The integral(anti-derivative) is ln x.

I'm pretty darn confident that's what it is. I'd prove it, but I'm not in the mood to spend time on here, and last time I tried Latex it didn't work.

y = ln x

dy/dx = 1/x
mathwonk
Sep22-04, 09:19 PM
if you are so concerned about your time why are you wasting ours?
Tide
Sep23-04, 12:45 AM
I'm sure it does.

The integral(anti-derivative) is ln x.

I'm pretty darn confident that's what it is. I'd prove it, but I'm not in the mood to spend time on here, and last time I tried Latex it didn't work.

y = ln x

dy/dx = 1/x

Yes, but what is the value of ln(x) when x = 0? Even if you try to avoid that limit of integration your answer will diverge as you move your endpoint closer to x = 0.
matt grime
Sep23-04, 04:46 AM
the integral, as an improper riemann integral (limit h to zero of int from h to 2) does not exist, Jason. The function has an antiderivative, and that can be used to prove this fact.
JasonRox
Sep23-04, 02:17 PM
if you are so concerned about your time why are you wasting ours?

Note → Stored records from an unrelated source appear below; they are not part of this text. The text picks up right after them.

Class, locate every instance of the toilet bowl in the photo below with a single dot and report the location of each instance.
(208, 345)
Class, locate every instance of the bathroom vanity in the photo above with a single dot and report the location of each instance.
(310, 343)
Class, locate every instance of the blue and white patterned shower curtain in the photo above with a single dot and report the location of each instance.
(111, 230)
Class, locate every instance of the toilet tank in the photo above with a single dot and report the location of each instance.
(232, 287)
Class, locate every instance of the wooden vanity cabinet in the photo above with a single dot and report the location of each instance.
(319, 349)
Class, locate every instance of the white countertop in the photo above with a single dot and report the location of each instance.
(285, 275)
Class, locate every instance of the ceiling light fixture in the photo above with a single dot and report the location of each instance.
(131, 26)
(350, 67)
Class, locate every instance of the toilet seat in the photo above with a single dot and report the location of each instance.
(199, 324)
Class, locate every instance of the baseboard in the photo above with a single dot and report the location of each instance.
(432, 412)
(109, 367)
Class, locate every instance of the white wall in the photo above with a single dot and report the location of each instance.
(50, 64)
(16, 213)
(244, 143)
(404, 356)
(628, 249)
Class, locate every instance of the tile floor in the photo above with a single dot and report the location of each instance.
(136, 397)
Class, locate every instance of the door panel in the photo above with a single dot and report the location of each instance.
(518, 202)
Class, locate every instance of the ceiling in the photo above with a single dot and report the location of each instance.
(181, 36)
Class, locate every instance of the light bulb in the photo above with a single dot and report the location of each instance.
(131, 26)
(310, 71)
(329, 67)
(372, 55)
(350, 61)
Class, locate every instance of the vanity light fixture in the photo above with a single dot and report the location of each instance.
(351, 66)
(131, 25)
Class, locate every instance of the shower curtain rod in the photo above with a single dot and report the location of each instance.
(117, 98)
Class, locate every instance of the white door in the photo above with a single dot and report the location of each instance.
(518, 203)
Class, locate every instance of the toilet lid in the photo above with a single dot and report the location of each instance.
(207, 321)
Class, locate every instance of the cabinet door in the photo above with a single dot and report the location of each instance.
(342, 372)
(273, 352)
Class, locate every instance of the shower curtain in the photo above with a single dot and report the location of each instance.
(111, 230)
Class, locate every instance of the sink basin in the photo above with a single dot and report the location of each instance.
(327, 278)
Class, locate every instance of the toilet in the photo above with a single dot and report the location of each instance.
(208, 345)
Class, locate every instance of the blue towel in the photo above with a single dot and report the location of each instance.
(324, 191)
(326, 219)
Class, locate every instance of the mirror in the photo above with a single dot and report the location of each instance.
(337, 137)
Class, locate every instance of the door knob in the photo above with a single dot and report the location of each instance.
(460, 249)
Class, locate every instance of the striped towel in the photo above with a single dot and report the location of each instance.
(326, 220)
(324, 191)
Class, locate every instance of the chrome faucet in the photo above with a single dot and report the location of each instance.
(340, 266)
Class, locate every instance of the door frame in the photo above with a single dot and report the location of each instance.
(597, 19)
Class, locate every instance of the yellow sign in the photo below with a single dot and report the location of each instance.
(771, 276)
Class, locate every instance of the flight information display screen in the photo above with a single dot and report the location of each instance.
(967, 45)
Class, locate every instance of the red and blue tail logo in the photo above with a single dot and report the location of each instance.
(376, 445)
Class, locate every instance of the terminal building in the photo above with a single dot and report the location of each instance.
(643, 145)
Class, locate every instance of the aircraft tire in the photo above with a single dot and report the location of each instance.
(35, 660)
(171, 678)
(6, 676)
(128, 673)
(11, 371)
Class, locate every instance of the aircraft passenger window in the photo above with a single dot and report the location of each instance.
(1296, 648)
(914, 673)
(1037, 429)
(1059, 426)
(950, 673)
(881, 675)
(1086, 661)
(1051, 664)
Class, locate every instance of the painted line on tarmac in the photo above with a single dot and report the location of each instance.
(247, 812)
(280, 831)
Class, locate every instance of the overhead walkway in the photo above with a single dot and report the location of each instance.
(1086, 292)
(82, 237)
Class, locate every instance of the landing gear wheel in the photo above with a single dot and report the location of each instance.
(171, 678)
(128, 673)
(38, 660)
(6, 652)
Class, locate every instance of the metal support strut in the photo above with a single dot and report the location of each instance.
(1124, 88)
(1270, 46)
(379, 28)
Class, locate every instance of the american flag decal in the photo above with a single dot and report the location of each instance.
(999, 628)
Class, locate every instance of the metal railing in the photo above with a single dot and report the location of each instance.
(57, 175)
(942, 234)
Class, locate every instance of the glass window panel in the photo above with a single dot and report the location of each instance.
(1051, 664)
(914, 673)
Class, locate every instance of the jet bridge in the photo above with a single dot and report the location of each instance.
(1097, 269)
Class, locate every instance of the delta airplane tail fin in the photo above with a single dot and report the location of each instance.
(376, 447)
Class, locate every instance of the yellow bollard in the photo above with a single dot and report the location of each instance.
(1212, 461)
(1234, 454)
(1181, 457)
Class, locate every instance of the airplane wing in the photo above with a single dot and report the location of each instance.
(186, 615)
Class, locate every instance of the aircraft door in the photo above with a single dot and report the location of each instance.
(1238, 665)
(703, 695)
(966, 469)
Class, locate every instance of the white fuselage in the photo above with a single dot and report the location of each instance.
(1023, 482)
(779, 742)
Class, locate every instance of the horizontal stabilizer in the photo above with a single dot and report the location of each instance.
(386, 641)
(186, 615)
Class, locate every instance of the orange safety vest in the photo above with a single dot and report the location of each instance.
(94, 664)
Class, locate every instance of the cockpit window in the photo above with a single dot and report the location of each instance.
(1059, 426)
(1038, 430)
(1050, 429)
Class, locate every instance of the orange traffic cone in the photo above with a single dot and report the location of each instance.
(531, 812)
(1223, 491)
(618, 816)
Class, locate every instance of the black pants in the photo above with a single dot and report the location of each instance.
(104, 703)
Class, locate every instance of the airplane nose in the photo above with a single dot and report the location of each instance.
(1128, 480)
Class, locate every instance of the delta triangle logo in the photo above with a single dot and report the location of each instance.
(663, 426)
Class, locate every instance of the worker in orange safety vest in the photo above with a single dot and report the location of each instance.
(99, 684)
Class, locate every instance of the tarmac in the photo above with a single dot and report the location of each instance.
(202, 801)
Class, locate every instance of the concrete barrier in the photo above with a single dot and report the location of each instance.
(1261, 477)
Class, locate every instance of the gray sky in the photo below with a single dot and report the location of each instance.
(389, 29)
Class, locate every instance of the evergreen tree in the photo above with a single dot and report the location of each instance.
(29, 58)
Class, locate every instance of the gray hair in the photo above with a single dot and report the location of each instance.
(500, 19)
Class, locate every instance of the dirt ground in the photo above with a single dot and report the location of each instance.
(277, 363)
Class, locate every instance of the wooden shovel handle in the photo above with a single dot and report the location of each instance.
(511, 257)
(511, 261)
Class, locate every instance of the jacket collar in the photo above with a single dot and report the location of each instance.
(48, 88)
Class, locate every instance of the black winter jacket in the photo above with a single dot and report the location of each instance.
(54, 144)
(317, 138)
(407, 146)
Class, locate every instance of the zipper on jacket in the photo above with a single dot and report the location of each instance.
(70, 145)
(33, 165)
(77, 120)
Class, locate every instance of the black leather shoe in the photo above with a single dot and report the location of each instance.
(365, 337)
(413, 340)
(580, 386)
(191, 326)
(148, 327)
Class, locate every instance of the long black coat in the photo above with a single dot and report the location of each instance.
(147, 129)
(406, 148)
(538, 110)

Relative to me, your time is going slow, so you might as well take advantage of it. :biggrin:

Kidding.

Sorry, I was getting ready to go to bed, and Latex in fact didn't work last time.

Should of checked my answer, and yes it is wrong.
metacristi
Sep25-04, 03:02 AM
I am performing the numerical integration of finding the area of 1/x dx from 0 to 2... using Simpson's rule of n = 6. What will I do in this problem like this since 0 to be evaluated in the f(x) = 1/x is undefined?

You can still use Simpson method,though the integral is improper,by taking the limits of the integral as being from 'a' to 2 (where 'a' tends to 0).Finally take the limit for a->0 from the expression in 'a' obtained after applying Simpson's method.The results is ∞,the integral diverges.